First of all, ObamaCare’s most enduring myth is that its pre-existing conditions provisions are popular. This myth is based entirely on misleading poll questions that ask about only the (presumed) benefits of those regulations. When pollsters ask about not only the benefits but also the costs of those regulations, 2-to-1 public support flips dramatically to 5-to-1 opposition. Second, that last part is a matter of debate, not fact.
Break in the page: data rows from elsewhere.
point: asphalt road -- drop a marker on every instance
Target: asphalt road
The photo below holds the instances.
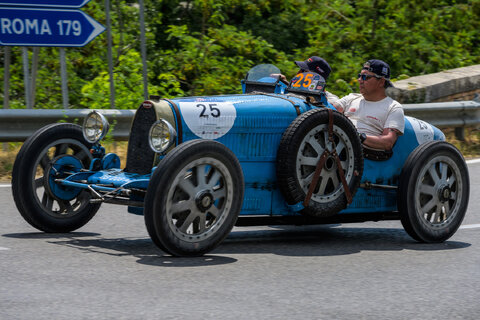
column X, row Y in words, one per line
column 110, row 269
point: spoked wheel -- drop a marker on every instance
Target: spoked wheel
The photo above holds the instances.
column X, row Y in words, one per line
column 302, row 146
column 433, row 192
column 194, row 198
column 52, row 152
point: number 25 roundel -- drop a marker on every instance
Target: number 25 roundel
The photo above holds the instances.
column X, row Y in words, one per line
column 308, row 81
column 208, row 119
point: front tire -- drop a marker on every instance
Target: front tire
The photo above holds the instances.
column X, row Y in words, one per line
column 194, row 198
column 30, row 180
column 433, row 192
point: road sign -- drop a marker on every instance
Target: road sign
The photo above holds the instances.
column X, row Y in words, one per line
column 45, row 3
column 47, row 27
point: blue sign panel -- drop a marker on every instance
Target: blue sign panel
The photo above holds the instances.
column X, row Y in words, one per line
column 47, row 27
column 45, row 3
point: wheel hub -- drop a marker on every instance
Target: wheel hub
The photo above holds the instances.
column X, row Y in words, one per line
column 204, row 200
column 330, row 164
column 444, row 193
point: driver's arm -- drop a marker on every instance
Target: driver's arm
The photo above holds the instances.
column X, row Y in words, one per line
column 385, row 141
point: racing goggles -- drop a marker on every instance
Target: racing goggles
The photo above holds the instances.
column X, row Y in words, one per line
column 365, row 77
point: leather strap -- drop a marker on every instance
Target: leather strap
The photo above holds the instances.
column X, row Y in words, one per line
column 316, row 176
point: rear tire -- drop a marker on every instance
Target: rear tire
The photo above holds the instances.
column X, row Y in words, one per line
column 433, row 192
column 299, row 151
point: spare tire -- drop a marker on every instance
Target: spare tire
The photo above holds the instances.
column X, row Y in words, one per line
column 302, row 145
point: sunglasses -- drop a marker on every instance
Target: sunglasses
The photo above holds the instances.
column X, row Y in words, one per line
column 365, row 77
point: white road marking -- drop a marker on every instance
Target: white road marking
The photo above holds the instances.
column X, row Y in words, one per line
column 470, row 226
column 473, row 161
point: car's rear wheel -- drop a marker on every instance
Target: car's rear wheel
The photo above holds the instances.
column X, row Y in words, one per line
column 433, row 192
column 194, row 198
column 302, row 146
column 42, row 203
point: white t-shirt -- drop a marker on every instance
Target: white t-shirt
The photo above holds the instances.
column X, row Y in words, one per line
column 371, row 117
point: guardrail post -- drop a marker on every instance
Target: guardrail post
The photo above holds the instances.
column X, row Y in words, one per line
column 460, row 133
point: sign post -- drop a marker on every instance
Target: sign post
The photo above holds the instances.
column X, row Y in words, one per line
column 44, row 3
column 46, row 23
column 47, row 27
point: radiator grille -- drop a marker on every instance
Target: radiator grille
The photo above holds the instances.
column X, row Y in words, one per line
column 140, row 157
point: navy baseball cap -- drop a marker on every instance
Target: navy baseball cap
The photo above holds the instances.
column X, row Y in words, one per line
column 315, row 64
column 380, row 68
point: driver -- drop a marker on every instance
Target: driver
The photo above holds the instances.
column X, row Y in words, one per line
column 313, row 64
column 378, row 118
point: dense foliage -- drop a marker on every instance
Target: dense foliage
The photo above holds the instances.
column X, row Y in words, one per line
column 200, row 47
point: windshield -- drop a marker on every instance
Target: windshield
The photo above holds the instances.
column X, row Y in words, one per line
column 262, row 71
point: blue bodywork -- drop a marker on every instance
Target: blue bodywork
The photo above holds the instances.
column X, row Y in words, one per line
column 251, row 126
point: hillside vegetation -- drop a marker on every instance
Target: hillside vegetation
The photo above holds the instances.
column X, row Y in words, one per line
column 202, row 47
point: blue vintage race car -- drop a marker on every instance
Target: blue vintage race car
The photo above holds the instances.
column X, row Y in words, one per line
column 279, row 153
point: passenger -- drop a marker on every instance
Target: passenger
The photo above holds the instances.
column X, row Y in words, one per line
column 313, row 64
column 378, row 118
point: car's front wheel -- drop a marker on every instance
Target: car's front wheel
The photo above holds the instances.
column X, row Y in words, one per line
column 43, row 203
column 194, row 198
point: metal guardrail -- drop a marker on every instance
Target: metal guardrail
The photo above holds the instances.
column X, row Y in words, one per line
column 19, row 124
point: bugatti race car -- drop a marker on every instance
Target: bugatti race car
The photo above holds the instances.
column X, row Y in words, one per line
column 276, row 154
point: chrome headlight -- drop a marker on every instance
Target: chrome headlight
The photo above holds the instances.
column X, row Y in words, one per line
column 95, row 127
column 162, row 135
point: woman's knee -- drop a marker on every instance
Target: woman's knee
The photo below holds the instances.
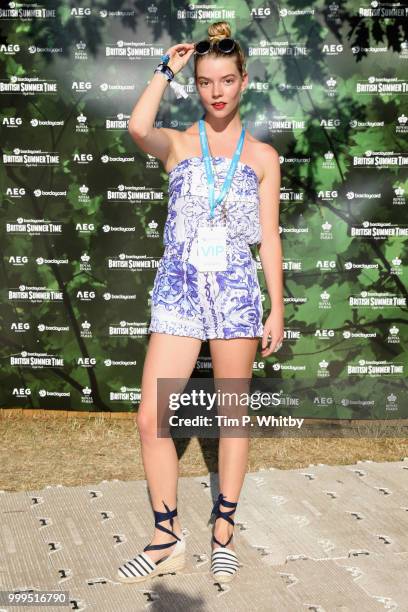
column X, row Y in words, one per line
column 146, row 421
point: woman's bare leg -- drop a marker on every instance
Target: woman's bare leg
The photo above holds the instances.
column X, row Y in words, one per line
column 232, row 359
column 167, row 356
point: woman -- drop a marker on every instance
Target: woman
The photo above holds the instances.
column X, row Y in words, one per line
column 195, row 299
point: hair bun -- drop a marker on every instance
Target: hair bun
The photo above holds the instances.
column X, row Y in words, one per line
column 219, row 29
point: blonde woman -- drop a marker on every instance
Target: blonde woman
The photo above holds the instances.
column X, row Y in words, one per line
column 224, row 188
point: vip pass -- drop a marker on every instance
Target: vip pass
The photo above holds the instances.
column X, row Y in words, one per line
column 167, row 72
column 212, row 241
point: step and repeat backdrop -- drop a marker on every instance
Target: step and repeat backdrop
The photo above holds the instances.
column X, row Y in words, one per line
column 83, row 209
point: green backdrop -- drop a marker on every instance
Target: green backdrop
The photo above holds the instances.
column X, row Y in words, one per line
column 83, row 208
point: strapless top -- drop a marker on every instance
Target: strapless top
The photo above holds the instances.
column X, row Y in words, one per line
column 189, row 207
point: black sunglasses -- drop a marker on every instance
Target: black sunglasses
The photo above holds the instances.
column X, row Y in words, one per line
column 225, row 45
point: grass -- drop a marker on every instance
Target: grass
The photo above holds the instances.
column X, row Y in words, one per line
column 38, row 451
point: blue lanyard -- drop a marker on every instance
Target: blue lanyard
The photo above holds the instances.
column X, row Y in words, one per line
column 209, row 171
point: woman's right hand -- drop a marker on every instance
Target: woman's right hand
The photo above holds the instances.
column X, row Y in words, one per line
column 179, row 56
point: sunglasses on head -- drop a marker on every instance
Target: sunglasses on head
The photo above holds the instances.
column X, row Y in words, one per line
column 225, row 45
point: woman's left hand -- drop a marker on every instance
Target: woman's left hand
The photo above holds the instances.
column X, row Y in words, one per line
column 274, row 326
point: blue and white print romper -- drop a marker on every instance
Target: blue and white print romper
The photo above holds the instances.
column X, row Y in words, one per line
column 214, row 304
As the Heritage Foundation’s Paul Winfree and I explain (in The Hill, as it happens):
A full-repeal bill…would recognize that ObamaCare creates a single, integrated program of taxes and subsidies that work in concert to expand coverage, and would eliminate that entire program as a whole. Its primary effect would be budgetary. According to the Congressional Budget Office (CBO), full repeal would eliminate $1.7 trillion of spending and “would reduce deficits during the first half of the decade.” Retaining ObamaCare’s spending cuts would ensure that repeal reduces deficits in perpetuity.
With respect to the opinion, held mostly by Democrats, that The Hill portrays as fact, we write:
Opponents will try to argue that repealing ObamaCare’s health-insurance regulations (e.g., community rating) would have only an incidental effect on the budget. Yet those regulations are merely part of that larger, integrated program to expand coverage: community rating taxes the healthy to subsidize the sick; the individual mandate enforces those transfers by making part of that implicit tax explicit; additional regulations further enforce that implicit tax; explicit premium subsidies reduce those implicit taxes, and supplement the implicit subsidies, for low-income taxpayers; and the employer mandate imposes an implicit tax on workers that both reduces and offsets direct spending on premium subsidies.
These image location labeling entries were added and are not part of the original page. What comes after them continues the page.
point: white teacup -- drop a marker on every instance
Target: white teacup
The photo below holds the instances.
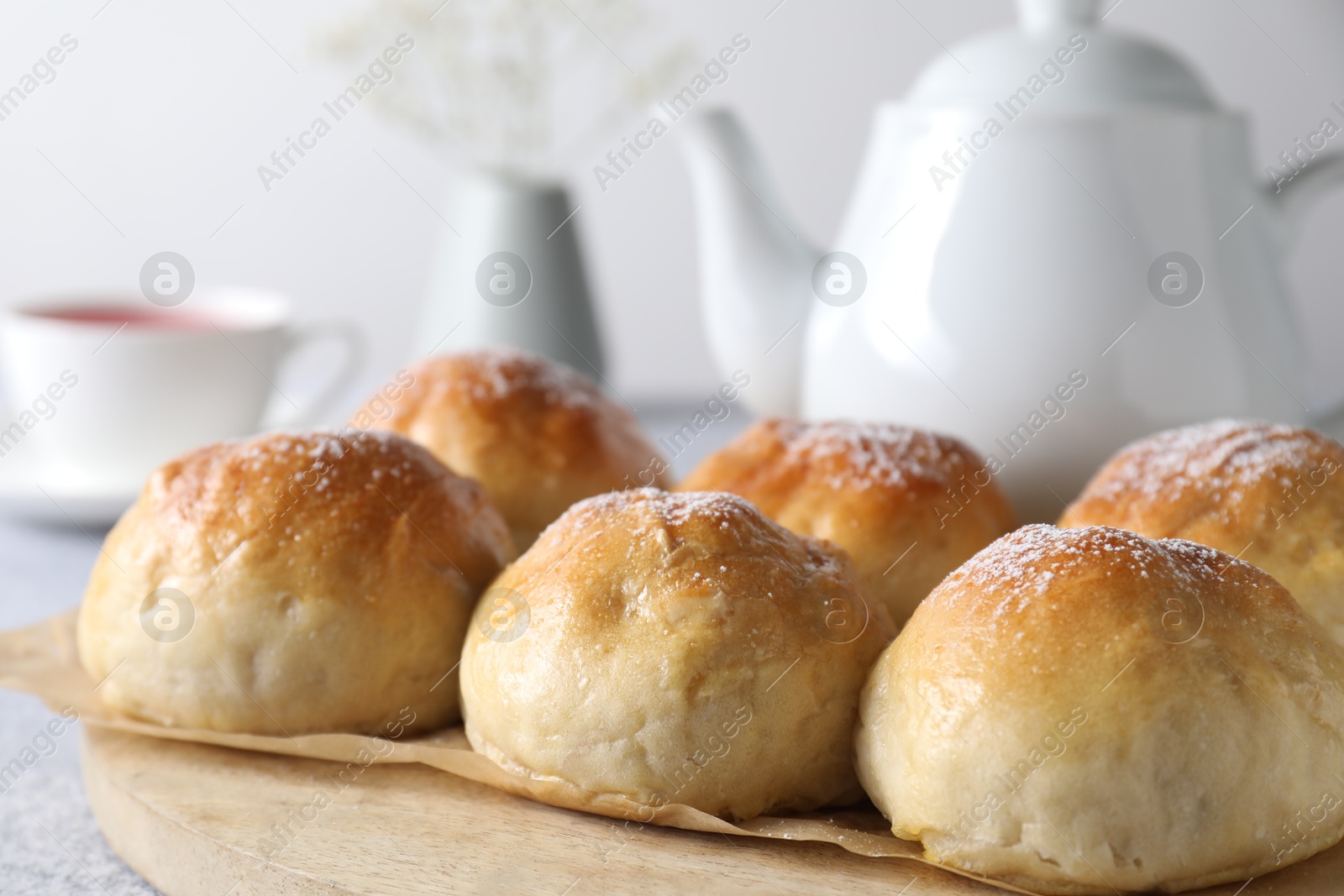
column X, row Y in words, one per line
column 101, row 391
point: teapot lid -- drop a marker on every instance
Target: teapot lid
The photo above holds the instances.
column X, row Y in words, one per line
column 1105, row 70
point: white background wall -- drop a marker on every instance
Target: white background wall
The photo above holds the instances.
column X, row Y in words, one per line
column 163, row 114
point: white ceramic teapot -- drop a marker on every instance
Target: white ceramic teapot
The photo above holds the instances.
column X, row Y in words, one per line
column 1057, row 244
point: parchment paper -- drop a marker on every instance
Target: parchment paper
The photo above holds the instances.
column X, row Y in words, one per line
column 42, row 661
Every relevant authority has held these provisions were designed to create a single, integrated program of taxes and transfers, and has rejected attempts to isolate those regulations from other parts of that program.
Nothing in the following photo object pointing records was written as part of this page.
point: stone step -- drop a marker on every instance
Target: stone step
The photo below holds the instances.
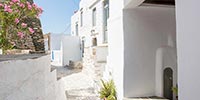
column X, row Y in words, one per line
column 81, row 94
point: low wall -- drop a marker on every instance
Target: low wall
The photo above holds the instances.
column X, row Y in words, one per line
column 29, row 79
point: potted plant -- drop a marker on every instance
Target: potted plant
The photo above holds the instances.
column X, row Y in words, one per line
column 175, row 90
column 108, row 91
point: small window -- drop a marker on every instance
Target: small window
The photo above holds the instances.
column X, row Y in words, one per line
column 81, row 18
column 94, row 17
column 76, row 28
column 94, row 41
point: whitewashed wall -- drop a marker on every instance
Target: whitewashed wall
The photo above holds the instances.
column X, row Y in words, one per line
column 146, row 28
column 116, row 45
column 86, row 6
column 29, row 80
column 71, row 49
column 64, row 48
column 188, row 34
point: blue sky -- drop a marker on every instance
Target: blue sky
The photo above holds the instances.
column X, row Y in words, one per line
column 57, row 15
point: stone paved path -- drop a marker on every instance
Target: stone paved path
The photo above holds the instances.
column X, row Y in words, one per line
column 79, row 86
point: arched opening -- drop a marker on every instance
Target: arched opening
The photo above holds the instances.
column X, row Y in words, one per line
column 168, row 83
column 150, row 47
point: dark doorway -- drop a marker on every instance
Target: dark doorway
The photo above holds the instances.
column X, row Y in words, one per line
column 168, row 83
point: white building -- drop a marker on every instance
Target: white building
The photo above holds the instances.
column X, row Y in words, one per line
column 90, row 24
column 153, row 43
column 64, row 48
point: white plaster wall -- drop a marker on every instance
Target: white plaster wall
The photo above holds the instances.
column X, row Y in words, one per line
column 1, row 51
column 28, row 80
column 116, row 45
column 64, row 48
column 101, row 53
column 188, row 23
column 86, row 6
column 74, row 21
column 55, row 41
column 146, row 28
column 56, row 57
column 71, row 49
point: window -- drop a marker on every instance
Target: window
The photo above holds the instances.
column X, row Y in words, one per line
column 106, row 16
column 76, row 28
column 81, row 18
column 94, row 17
Winfree and I then cite former Senate Majority Leader Harry Reid (D-NV), former House Speaker Nancy Peolosi (D-CA), the Obama administration, and the Supreme Court, all of whom fell over themselves to argue that those regulations are part of a single, integrated program. As a result:
To treat ObamaCare’s health-insurance regulations as separate from that larger scheme is to renounce the Supreme Court’s King ruling and everything ObamaCare’s authors have said about how the law works. It would amount, to quote the Obama administration, to “seizing on isolated phrases [and] giving them a meaning divorced from statutory context [to] advance a radically different conception of the Act’s operation.”
Thus, “Congress may repeal those regulations via reconciliation just as it can repeal rules regulating any other government spending Congress zeroes-out through that process.”